11.3 Except as expressly provided in these Terms, to the extent permitted by law, the Artist will have no liability to the Client, however arising and under any cause of action or theory of liability, in respect of special, indirect or consequential damages, loss of profit (whether direct or indirect) or loss of business opportunity.
12. Force Majeure
12.1 Neither party will be liable for any delay or failure to perform its obligations under these Terms (other than payment obligations) if such delay is due to Force Majeure.
12.2 If a delay of a party to perform its obligations is caused or anticipated due to Force Majeure, the performance of that party’s obligations will be suspended.

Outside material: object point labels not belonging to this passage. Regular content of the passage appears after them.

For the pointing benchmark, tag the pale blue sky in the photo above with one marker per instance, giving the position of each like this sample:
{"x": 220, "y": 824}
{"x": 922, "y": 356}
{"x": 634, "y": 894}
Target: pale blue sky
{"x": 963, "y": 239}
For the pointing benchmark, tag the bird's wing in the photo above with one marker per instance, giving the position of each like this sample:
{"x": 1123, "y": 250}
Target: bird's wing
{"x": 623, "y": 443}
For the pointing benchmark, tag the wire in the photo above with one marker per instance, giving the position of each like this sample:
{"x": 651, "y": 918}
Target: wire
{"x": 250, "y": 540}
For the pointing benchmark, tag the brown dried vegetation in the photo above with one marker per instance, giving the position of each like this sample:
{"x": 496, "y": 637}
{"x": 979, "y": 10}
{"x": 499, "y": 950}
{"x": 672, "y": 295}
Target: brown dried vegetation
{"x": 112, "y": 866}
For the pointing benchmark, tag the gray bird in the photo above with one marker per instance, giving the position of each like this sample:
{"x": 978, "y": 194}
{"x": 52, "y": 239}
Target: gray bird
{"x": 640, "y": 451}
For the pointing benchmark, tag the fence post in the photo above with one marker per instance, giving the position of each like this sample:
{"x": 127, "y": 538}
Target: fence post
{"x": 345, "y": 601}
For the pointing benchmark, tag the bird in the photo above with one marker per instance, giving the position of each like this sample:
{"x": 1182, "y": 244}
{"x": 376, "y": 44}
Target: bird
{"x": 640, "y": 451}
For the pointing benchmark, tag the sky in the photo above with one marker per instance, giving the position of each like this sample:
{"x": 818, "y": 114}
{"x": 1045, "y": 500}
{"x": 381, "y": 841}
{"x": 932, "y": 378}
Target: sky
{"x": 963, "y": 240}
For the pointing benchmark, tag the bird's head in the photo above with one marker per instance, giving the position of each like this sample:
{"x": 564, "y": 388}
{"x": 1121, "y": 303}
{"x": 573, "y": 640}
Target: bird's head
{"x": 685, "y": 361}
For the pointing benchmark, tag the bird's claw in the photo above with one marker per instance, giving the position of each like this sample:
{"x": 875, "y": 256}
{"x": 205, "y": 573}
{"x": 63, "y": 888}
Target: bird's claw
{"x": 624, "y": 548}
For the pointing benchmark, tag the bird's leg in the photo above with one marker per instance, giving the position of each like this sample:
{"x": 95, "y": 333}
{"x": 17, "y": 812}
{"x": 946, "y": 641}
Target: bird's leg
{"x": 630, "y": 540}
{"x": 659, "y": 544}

This Agreement sets forth the entire understanding of the parties, and supersedes all prior agreements between the parties. This Agreement shall be governed, interpreted and enforced in accordance with the laws of the State of Victoria. Any claim or litigation arising out of this Agreement or its performance may be commenced only in courts physically located in Victoria, Australia and the parties hereby consent to the personal jurisdiction of such courts. In the event of any litigation arising out of or relating to this Agreement, the prevailing party shall be entitled to recover its attorneys’ fees incurred in the litigation. If parties are unable to resolve the dispute, either party may request mediation and/or binding arbitration in a forum mutually agreed to by the parties.
If one or more of the provisions in the Agreement is found invalid, illegal or unenforceable in any respect, the validity and enforceability of the remaining provisions shall not be affected. Any such provisions will be revised as required to make them enforceable.
No action of either party, other than in writing agreed to by the parties, may be construed to waive any provision of this Agreement and a single or partial exercise by either party of any such action will not preclude further exercise of other rights or remedies in this Agreement.